Ces données expliquent la volonté affichée par le gouvernement de renforcer la surveillance. Les contrôles actuels, quasi impossibles à généraliser sans financement, soulèvent un enjeu de sécurité produit mais aussi de concurrence économique.
Une taxe destinée à moderniser le contrôle douanier
Le gouvernement estime que cette redevance rapportera environ 500 millions d’euros, intégralement destinés à financer les douanes :
- achat de scanners pour inspecter les colis ;
- recrutement de douaniers supplémentaires ;
- amélioration des processus de vérification.
L’idée est de passer d’un système d’autocontrôle partiel, où la majorité des colis échappent à toute validation, à un dispositif capable de filtrer davantage d’envois.
Ces fonds permettront également à la France de s’aligner sur les évolutions européennes : la Belgique, les Pays-Bas et le Luxembourg appliqueront la même redevance dès le 1er janvier 2026, avant une généralisation prévue dans le reste de l’UE en novembre 2026.
Un contexte européen où la fiscalité du e-commerce se renforce
La mesure française intervient alors que l’Union européenne a voté la suppression de l’exonération douanière sous 150€, applicable début 2026. Jusqu’ici, les colis importés d’une valeur inférieure à ce seuil échappaient à tout droit de douane, créant un déséquilibre en faveur des plateformes étrangères.
Avec la disparition de cette franchise, chaque colis importé hors UE sera soumis :
- à la TVA,
- aux droits de douane,
- et potentiellement à une redevance de traitement dans certains pays.
La taxe française de 2€ s’inscrit donc dans un mouvement plus large visant à rééquilibrer la concurrence entre vendeurs locaux et acteurs extra-européens.
Quels impacts pour le e-commerce français et européen ?
1. Pour les plateformes comme Shein et Temu
La taxe ajoute un coût fixe par colis, dans un modèle où les prix bas sont l’argument principal.

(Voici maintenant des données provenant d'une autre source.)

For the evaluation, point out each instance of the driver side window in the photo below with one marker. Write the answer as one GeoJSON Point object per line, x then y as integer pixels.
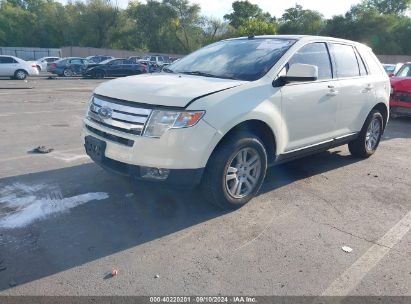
{"type": "Point", "coordinates": [314, 54]}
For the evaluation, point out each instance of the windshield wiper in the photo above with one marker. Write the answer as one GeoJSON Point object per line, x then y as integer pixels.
{"type": "Point", "coordinates": [199, 73]}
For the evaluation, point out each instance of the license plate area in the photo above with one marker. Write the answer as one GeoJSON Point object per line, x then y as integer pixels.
{"type": "Point", "coordinates": [95, 148]}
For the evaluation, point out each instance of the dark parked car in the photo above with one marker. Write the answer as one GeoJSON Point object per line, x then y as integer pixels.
{"type": "Point", "coordinates": [400, 101]}
{"type": "Point", "coordinates": [134, 58]}
{"type": "Point", "coordinates": [67, 67]}
{"type": "Point", "coordinates": [98, 59]}
{"type": "Point", "coordinates": [115, 68]}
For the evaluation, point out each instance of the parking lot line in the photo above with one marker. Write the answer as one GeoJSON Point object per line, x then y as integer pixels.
{"type": "Point", "coordinates": [31, 155]}
{"type": "Point", "coordinates": [353, 276]}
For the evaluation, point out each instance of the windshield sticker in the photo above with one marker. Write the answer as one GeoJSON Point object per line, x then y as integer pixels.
{"type": "Point", "coordinates": [271, 44]}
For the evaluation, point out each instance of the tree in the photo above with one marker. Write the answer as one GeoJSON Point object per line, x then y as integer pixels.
{"type": "Point", "coordinates": [297, 20]}
{"type": "Point", "coordinates": [244, 11]}
{"type": "Point", "coordinates": [396, 7]}
{"type": "Point", "coordinates": [151, 22]}
{"type": "Point", "coordinates": [256, 26]}
{"type": "Point", "coordinates": [187, 24]}
{"type": "Point", "coordinates": [384, 33]}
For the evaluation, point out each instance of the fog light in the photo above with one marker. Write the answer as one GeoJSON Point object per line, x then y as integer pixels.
{"type": "Point", "coordinates": [154, 173]}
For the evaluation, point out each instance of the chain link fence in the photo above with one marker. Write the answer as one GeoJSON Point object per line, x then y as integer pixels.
{"type": "Point", "coordinates": [30, 53]}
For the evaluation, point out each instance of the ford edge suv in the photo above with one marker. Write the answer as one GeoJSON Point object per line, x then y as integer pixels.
{"type": "Point", "coordinates": [223, 114]}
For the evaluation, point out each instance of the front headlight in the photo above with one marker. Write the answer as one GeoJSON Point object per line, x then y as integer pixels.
{"type": "Point", "coordinates": [160, 121]}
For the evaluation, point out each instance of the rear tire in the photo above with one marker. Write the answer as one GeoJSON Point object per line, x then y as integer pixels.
{"type": "Point", "coordinates": [20, 75]}
{"type": "Point", "coordinates": [369, 138]}
{"type": "Point", "coordinates": [235, 171]}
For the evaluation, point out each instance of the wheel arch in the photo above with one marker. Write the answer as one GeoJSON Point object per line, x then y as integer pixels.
{"type": "Point", "coordinates": [259, 128]}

Ces plateformes devront choisir entre :
- absorber la redevance dans leurs marges,
- ou l’intégrer dans le prix final payé par les consommateurs.
Combinée à la fin de l’exonération douanière, cette mesure pourrait réduire l’écart de prix avec les vendeurs européens.
2. Pour les retailers et marques établis en Europe
Les acteurs français et européens y voient une avancée pour rétablir des conditions de concurrence plus équitables, notamment face aux volumes massifs de produits importés hors UE.
Les enseignes locales qui importent en gros paient déjà des droits dès le premier euro, contrairement aux envois unitaires depuis l’Asie.
3. Pour les consommateurs français
Avec le choix de collecter la taxe via la TVA, les plateformes devraient supporter la redevance plutôt que les acheteurs.
Cependant, les consommateurs pourraient constater :
- une augmentation du prix de certains articles importés ;
- une plus grande transparence sur les coûts liés aux envois étrangers ;
- une amélioration de la sécurité produit grâce aux contrôles renforcés.
4. Pour les logisticiens et les douanes
La redevance financera des investissements nécessaires pour gérer des volumes mai maîtrisables.
À court terme, les transporteurs devront ajuster :
- leurs systèmes d’information ;
- leurs capacités de traitement ;
- leurs processus de déclaration douanière.
À moyen terme, le renforcement européen des outils numériques (notamment le futur EU Customs Data Hub) devrait simplifier la gestion de ces flux.
Une mesure qui rebat les cartes du e-commerce transfrontalier
La taxe de 2€ n’est pas seulement un levier fiscal : c’est un signal politique envoyé aux plateformes extra-européennes et aux consommateurs.
En cumulant :
- redevance sur les petits colis,
- fin de l’exonération douanière sous 150€,
- et renforcement des contrôles,
La France et plusieurs États européens cherchent à redéfinir les règles du jeu dans un marché où l’explosion des imports à bas prix bouscule les équilibres.